Configure the crate as a cdylib. A libretro frontend loads a dynamic library; cargo run is not the execution model.

[package]
name = "hello-libretro"
version = "0.1.0"
edition = "2024"

[lib]
crate-type = ["cdylib"]

[dependencies]
libretro = { package = "libretro-core", version = "0.1" }

Inside this workspace, the example uses a path dependency instead:

libretro = { package = "libretro-core", path = "../../crates/libretro-core" }

Core Code

The reusable shape is the same as examples/software-libretro: keep frame and audio buffers in core state, use one content contract helper, and submit one video frame plus one audio batch from run.

use libretro::{
    ContentContract, Core, Environment, GameInfo, Runtime, SystemAvInfo,
    SystemInfo, fixed_system_av_info, silent_stereo_frames_for_video_frame,
};

const WIDTH: u32 = 320;
const HEIGHT: u32 = 240;
const FPS_HZ: u32 = 60;
const SAMPLE_RATE_HZ: u32 = 48_000;
const BLUE_0RGB1555: u16 = 0x001f;

struct HelloCore {
    frame: Vec<u16>,
    silence: Vec<[i16; 2]>,
}

impl Default for HelloCore {
    fn default() -> Self {
        Self {
            frame: vec![BLUE_0RGB1555; (WIDTH * HEIGHT) as usize],
            silence: silent_stereo_frames_for_video_frame(SAMPLE_RATE_HZ, FPS_HZ),
        }
    }
}

impl Core for HelloCore {
    fn system_info(&self) -> SystemInfo {
        let mut info = SystemInfo::new("hello-libretro", env!("CARGO_PKG_VERSION"));
        content_contract().apply_to_system_info(&mut info);
        info
    }

    fn av_info(&self) -> SystemAvInfo {
        fixed_system_av_info(WIDTH, HEIGHT, FPS_HZ as f64, SAMPLE_RATE_HZ as f64)
    }

    fn on_set_environment(&mut self, env: &mut Environment<'_>) {
        let _ = content_contract().register_environment(env);
    }

    fn load_game(&mut self, _game: Option<GameInfo<'_>>, _runtime: &mut Runtime<'_>) -> bool {
        true
    }

    fn run(&mut self, runtime: &mut Runtime<'_>) {
        runtime.poll_input();
        let pitch = WIDTH as usize * core::mem::size_of::<u16>();
        let _ = runtime.video_refresh_frame_with_audio(
            &self.frame,
            WIDTH,
            HEIGHT,
            pitch,
            &self.silence,
        );
    }
}

fn content_contract() -> ContentContract {
    ContentContract::new("").with_support_no_game(true)
}

libretro::export_core!(HelloCore::default());

ContentContract::new("").with_support_no_game(true) describes a core that can start without content. Required-content cores use extensions such as "bin|dat" and return false from load_game when required content is absent or invalid.
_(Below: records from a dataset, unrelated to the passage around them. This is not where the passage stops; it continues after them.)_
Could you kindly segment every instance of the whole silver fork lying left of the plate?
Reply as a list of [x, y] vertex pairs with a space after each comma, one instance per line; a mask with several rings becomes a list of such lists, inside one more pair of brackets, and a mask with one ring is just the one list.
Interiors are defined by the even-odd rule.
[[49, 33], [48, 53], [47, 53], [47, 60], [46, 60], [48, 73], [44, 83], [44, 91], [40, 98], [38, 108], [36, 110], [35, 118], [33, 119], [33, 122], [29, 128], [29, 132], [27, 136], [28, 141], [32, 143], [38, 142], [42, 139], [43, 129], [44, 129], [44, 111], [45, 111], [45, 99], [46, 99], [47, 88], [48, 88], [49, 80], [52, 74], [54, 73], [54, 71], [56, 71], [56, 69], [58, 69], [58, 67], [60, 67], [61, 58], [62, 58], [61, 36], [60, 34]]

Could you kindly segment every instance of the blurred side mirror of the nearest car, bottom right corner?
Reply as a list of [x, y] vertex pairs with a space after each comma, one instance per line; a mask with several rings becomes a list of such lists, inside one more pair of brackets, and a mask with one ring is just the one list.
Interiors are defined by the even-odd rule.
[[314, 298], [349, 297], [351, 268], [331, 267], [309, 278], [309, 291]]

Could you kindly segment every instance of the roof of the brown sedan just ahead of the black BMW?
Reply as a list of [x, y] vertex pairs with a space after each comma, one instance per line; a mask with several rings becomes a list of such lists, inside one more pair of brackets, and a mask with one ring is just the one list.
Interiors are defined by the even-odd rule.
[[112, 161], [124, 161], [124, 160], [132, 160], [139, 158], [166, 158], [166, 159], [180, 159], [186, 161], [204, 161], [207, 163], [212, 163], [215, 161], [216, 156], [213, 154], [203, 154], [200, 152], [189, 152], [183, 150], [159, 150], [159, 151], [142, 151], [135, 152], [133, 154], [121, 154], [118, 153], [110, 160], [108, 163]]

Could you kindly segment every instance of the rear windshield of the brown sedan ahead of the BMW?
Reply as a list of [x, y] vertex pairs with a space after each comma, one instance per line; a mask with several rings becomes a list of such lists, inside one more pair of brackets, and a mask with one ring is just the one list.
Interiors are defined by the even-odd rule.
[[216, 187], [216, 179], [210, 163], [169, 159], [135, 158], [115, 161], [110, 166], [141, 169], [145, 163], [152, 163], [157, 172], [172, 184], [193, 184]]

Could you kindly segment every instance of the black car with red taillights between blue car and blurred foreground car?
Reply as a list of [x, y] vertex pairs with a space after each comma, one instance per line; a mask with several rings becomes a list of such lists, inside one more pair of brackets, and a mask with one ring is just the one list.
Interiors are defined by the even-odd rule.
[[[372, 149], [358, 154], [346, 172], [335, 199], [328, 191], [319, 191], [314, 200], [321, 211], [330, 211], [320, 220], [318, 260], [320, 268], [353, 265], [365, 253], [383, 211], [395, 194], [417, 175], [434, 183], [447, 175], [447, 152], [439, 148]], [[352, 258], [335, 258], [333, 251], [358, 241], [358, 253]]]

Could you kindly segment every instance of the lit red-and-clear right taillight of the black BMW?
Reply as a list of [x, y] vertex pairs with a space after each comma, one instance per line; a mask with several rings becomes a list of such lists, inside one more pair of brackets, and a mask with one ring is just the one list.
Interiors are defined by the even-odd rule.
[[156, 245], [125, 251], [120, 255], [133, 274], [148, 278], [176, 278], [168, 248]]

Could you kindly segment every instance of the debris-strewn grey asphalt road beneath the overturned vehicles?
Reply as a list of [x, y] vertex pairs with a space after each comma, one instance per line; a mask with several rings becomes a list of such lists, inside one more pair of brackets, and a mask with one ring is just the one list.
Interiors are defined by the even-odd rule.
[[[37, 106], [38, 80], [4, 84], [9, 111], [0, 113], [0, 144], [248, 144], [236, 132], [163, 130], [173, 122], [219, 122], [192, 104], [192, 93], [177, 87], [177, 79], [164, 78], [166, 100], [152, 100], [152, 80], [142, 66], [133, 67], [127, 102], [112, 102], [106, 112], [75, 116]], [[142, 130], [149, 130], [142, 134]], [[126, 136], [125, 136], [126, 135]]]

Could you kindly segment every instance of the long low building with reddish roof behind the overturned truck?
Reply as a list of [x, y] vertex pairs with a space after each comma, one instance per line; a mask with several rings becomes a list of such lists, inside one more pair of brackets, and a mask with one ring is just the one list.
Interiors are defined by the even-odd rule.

The software frame uses libretro’s default 0RGB1555 format. That keeps hello world small, but a real software renderer may choose another pixel format explicitly during load_game.

Audio batches are &[[i16; 2]]: one element is one stereo frame, left then right. At 48,000 Hz and 60 FPS, this core submits 800 silent stereo frames per video frame.

Build And Load

Build the core:

cargo build --release

On Linux, the output for the example is a dynamic library such as target/release/libhello_libretro.so. Other platforms use their normal dynamic library suffixes, such as .dylib or .dll.

Load the library in a libretro frontend without content. The expected result is a solid blue 320x240 frame and silence.